Trotz der harten Haltung, hat sich der Umgang mit der Todesstrafe in den letzten 30 Jahren verändert. Öffentliche Hinrichtungen wurden Ende der 80er-Jahre verboten - sie schädigten das Ansehen des Landes. Heute würden Todesurteile in Todeszellen oder speziellen Hinrichtungsbussen vollstreckt, berichtet die kalifornische Gefangenenhilfsorganisation Dui Hua. Tödliche Giftspritzen ersetzen immer häufiger die Gewehrkugeln. Und da seit 2007 der Oberste Gerichtshof jedes Todesurteil überprüfen muss, sei die Zahl der Hinrichtungen gesunken, sagt der Rechtsexperte Liu Renwen von der Akademie für Sozialwissenschaften.

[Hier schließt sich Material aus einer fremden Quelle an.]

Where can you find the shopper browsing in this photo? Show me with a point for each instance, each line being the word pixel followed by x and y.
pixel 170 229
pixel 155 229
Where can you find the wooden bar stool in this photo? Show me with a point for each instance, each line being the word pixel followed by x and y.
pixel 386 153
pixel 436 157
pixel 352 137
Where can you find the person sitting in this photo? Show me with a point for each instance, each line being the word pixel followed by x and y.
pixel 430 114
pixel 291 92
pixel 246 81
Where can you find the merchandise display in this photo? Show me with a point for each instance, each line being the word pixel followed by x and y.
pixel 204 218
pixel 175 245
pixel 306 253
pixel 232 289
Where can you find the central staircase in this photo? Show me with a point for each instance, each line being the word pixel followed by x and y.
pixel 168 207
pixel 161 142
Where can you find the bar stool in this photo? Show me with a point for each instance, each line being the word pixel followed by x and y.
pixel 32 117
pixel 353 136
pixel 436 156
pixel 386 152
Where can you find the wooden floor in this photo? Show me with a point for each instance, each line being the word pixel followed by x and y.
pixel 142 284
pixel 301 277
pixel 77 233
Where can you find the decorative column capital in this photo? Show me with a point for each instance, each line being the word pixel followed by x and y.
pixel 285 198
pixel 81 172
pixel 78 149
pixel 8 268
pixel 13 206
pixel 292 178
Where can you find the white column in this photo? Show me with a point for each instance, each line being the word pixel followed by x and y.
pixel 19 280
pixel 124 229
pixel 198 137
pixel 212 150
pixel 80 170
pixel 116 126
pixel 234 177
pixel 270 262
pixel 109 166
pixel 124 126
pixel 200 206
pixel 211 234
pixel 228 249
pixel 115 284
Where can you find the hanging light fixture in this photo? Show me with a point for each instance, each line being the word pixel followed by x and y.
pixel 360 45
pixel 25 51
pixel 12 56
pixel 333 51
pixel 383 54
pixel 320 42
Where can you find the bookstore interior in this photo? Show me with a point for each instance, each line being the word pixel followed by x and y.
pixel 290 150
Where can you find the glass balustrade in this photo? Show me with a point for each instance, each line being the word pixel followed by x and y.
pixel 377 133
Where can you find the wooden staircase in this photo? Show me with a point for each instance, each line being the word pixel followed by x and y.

"Dadurch wollte man erreichen, dass die Provinzen zurückhaltender sind beim Verhängen der Todesstrafe, so dass die Zahl der Hinrichtungen weiter zurückgeht."

Die genaue Zahl der Hinrichtungen ist ein streng gehütetes Staatsgeheimnis. Die Dui-Hua-Stiftung geht von 4000 Exekutionen im Jahr aus - das wären im Schnitt elf pro Tag. Die Geheimhaltung der Zahlen verhindert nach Ansicht vieler Experten eine wirkliche Debatte in China. Denn wenn das wahre Ausmaß der Hinrichtungen öffentlich diskutiert werden dürfte, wäre die Akzeptanz vermutlich deutlich geringer, so ihre Argumentation.

Fernsehshows wie diese mit dem Titel "Interviews vor der Hinrichtung” tragen wenig zur Aufklärung bei. Im staatlichen Fernsehen der Provinz Henan ist die Sendung mit Todeskandidaten, die mit Handschellen und Fußfesseln vor die Kamera treten, ein Riesenhit. Die Show ist nicht nur ethisch fragwürdig, sondern verschweigt auch die Probleme des Justizsystems, wo Geständnisse immer noch teils unter Folter erpresst werden und Richter keine Unabhängigkeit genießen. Gerade weil all das Tabuthemen sind und es keine breite öffentliche Debatte gibt, sehen erklärte Gegner der Todesstrafe wie Professor Liu für eine Abschaffung weiterhin keine Chance.

"Wir Rechtsexperten haben schon 1997 die Abschaffung der Todesstrafe für alle nicht gewalttätigen Delikte gefordert. Aber auch das ist sehr schwer. Chinas Gesetzgeber lassen sich zwar vom Gedanken der Reduzierung der Todesstrafe leiten, aber eine Abschaffung ist unrealistisch und gilt als nicht akzeptabel."

Zumindest eine vorsichtige Reform der Todesstrafe hat China letztes Jahr auf den Weg gebracht. Die Zahl der Delikte, die mit dem Tod bestraft werden, wurde auf 55 reduziert. Das Schmuggeln seltener Tiere oder das Plündern archäologischer Ausgrabungsstätten kann demnach nicht mehr mit der Höchststrafe belegt werden. Gleichzeitig, kritisiert Amnesty International, sei es den Gerichten leichter gemacht worden, die Todesstrafe etwa bei Lebensmittel- und Medikamentenskandalen anzuwenden. Menschenrechtsgruppen gehen daher davon aus, dass die Reform die Zahl der Hinrichtungen kaum beeinflussen wird.